Alright. Couple things.
You CAN lose weight at 1800 or likely above. If you are currently tracking, you are likely either not measuring correctly, not tracking completely (eating/drinking and not logging it), or not doing so consistently enough. But, if you have not tracked your baseline calories (where you eat and maintain 200ish lbs) you are starting blind. If you have a hard time losing weight, trying a very big cut (2+lbs a week) is NOT a good idea. If you have a hard time logging consistently or eating below your maintenance calories, a big cut is NOT a good idea.
Losing 2lbs in 2 weeks is great results. If you maintain that rate, that is awesome. If you are eating so little you are feeling sluggish, there are two options - eat more and try to add more activity and lose weight more slowly, or become OK with feeling like that.
I would suggest working on eating 2500 calories a day, tracking EVERYTHING that goes into your mouth (EVERY. THING.), and seeing what your weight does for 2 weeks. Now, based on how you're measuring and tracking, you've established a baseline and can change your calorie intake - e.g. if your weight is holding steady for those two weeks, now you have your baseline intake, take away 250 calories and monitor for 2 more weeks.
As far as training, a couple things...
Training minimally will make you burn less calories than when you were training "normally" and will make whatever caloric reduction less of a reduction, and potentially even into a surplus. Your daily activity (including exercise) can add 400-1000 calories to your daily "burn," and reducing most exercise will drastically effect that.
Why do you want to maintain your strength? If you do not have a competition coming at the end of the cut, it is better to move to something like
@silveraw suggested. Accept "losing" some strength and then "rebuild" later. Getting weaker short term is not that big of a deal.

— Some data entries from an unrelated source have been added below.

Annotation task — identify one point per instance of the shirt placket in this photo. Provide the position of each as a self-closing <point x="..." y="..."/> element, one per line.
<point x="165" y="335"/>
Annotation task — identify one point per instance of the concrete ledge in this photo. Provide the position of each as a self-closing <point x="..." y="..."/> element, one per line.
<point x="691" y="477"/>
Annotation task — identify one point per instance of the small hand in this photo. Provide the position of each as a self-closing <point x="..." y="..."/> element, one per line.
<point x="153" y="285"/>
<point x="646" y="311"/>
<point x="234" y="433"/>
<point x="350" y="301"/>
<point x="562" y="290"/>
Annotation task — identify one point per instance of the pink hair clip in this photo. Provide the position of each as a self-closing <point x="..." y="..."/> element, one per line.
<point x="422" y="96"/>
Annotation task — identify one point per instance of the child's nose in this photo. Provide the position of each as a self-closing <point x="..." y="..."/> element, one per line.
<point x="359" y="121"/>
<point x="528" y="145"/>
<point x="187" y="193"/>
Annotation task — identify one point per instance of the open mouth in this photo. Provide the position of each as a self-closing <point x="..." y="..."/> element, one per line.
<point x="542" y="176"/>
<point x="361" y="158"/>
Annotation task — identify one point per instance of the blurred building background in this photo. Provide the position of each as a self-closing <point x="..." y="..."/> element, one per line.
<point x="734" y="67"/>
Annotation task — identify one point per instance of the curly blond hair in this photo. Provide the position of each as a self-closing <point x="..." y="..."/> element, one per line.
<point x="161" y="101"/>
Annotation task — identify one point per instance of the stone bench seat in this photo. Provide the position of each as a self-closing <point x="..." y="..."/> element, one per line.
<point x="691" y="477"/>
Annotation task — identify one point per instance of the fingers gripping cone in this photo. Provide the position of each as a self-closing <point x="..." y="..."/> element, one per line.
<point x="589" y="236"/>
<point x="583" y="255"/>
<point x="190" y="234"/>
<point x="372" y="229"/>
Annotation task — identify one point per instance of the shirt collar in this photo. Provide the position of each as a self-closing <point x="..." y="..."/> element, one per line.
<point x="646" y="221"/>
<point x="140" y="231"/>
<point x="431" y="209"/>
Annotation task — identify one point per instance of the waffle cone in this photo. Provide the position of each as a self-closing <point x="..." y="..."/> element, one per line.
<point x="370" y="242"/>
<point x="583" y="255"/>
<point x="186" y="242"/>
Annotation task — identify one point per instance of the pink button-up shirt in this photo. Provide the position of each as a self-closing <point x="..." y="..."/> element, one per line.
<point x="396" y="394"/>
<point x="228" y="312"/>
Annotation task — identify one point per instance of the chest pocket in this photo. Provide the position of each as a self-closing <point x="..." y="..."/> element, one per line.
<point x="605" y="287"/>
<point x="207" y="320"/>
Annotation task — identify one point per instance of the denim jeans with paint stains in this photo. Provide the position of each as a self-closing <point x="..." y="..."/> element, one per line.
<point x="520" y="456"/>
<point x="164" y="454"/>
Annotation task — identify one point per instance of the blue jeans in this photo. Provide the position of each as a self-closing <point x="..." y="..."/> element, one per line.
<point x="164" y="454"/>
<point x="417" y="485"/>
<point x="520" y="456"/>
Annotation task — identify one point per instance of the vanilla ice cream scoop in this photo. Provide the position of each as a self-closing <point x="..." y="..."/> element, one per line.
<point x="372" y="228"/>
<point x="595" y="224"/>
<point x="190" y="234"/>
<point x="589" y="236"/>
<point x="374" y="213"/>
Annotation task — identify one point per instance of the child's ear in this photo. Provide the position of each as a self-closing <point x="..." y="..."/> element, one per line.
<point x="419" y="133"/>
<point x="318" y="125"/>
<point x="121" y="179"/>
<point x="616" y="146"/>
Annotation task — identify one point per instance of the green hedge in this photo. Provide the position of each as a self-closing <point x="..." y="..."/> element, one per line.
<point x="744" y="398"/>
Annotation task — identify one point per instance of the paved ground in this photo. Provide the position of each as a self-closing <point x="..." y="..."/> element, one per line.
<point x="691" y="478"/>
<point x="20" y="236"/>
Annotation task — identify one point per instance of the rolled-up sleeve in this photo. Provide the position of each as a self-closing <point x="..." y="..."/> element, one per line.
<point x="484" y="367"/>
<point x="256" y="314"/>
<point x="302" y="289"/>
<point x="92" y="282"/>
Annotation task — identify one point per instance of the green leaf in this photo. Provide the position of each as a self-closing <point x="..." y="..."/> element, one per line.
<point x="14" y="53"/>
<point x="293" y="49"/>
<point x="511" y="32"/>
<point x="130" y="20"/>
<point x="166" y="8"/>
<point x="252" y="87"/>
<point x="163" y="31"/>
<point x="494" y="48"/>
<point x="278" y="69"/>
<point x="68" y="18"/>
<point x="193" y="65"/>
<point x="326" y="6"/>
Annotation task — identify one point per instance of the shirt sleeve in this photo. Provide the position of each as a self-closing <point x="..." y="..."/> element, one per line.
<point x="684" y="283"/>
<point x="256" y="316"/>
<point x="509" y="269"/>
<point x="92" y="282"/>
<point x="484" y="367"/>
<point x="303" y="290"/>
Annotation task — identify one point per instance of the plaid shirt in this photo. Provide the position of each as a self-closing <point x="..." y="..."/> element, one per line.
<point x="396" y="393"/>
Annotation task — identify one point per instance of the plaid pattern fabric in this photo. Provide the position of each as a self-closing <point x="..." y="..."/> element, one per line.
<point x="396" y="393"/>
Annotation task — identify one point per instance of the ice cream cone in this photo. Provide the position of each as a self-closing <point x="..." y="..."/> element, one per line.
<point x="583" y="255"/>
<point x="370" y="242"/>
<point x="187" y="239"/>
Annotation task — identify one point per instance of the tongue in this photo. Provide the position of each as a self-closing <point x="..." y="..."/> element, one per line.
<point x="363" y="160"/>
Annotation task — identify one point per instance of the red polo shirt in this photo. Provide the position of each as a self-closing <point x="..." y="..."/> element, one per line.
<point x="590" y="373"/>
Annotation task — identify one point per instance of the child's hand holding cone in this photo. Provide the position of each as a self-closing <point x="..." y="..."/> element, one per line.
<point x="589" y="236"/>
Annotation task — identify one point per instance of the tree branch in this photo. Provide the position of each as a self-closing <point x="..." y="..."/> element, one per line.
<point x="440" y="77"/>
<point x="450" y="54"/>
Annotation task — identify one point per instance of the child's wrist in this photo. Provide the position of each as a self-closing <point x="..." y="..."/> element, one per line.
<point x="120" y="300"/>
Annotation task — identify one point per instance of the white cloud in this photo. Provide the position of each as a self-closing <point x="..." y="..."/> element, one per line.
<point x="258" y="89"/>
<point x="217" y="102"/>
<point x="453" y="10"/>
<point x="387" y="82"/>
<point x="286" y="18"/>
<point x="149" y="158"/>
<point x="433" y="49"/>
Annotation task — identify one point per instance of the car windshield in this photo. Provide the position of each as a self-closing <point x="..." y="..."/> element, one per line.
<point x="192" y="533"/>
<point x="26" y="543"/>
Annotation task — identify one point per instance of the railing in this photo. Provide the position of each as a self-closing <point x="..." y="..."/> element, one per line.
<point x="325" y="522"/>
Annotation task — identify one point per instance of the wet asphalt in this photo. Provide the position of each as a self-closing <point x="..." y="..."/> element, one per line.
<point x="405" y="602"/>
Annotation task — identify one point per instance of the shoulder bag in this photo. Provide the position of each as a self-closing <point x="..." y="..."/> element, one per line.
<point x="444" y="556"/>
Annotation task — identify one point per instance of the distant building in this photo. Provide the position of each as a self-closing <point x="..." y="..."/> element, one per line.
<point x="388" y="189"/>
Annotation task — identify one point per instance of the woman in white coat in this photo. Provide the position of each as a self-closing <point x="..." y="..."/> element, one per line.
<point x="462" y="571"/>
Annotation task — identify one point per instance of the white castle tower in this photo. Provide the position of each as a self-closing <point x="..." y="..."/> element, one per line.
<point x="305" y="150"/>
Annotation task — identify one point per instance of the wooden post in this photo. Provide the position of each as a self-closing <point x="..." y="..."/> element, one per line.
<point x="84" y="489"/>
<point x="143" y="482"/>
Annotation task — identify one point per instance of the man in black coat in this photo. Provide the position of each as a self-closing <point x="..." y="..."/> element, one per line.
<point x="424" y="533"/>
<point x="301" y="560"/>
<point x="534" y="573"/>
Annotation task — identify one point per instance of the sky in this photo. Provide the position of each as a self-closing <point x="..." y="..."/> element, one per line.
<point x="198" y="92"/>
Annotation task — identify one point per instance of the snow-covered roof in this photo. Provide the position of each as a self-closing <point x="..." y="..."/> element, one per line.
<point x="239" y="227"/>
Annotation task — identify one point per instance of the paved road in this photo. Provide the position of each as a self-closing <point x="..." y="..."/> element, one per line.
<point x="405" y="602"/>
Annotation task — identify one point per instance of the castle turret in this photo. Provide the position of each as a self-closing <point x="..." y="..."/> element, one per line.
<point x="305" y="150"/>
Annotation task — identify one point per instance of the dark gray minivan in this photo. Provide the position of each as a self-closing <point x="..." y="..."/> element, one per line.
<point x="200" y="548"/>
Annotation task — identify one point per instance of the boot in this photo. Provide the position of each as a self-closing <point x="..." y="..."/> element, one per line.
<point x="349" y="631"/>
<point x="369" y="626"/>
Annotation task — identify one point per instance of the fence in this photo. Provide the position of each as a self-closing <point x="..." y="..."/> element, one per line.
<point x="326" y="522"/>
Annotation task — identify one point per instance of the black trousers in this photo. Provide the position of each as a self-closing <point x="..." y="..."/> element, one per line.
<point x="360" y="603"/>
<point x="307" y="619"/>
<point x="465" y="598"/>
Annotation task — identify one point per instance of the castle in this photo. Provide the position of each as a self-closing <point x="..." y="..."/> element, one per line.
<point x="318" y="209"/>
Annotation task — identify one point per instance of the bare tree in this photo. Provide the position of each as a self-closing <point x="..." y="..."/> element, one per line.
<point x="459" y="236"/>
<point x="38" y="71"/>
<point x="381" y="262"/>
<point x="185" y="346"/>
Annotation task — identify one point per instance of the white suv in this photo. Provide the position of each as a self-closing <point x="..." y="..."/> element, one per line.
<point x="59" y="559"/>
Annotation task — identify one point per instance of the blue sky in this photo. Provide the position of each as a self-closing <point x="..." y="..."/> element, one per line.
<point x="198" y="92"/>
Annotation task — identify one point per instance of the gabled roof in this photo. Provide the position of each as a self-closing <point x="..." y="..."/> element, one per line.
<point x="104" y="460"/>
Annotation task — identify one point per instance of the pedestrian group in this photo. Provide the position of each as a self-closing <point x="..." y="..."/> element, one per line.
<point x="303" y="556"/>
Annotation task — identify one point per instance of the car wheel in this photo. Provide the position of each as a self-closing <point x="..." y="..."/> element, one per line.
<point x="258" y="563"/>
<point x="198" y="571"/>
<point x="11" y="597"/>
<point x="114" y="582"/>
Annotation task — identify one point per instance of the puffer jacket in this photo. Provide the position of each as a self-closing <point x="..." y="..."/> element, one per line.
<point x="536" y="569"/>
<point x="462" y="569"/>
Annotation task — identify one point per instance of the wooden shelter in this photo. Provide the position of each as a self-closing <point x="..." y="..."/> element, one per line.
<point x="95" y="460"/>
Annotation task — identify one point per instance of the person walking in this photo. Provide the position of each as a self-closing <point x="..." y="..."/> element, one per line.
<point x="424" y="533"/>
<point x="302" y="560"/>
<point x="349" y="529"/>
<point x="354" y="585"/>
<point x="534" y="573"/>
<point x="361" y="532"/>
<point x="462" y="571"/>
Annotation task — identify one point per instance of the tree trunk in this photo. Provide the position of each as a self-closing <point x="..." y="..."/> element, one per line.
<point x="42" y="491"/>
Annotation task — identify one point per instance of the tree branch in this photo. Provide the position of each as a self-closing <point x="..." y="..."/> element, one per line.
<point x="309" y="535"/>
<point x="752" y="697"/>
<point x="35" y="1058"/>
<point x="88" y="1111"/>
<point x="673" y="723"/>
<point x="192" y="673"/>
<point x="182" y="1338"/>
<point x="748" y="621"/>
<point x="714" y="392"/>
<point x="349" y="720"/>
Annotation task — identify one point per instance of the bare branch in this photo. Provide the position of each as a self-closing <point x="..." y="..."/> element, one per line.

If you are invested in minimal training, I was going to recommend something more similar to his "singles and backoffs" - work up to an easy max single for that day, do an AMRAP at 90% of that (likely 2-4 reps), then do an AMRAP at 80% (likely 3-6 reps), then do some "fluff and buff" accessories, then walk @ incline for as long as you have time for. I'd suggest doing one "big exercise" a day, and S-B-D once a week each, and rotating variations of each exercise in 3-4 week cycles. For instance, do that with a competition squat in Week 1, a box squat in Week 2, and a pause squat in Week 3; for bench, you could do wide-medium-close grip or you could do flat-incline-decline, etc; for deadlift, blocks-floor-deficit works well - all that assuming you "only" have access to a regular bar. Doing something like this both allows you to maintain some strength, vary the intensity based on how you're feeling (more or less the same as the single @ RPE 9-9.5), but then adding in the reps in back offs and the accessories will help maintain muscle while adding to daily activity. Varying the exercises helps you train to those heavy singles weekly without negative effects. But again, if you do not have a competition at the end of the cut, accept the small loss in strength.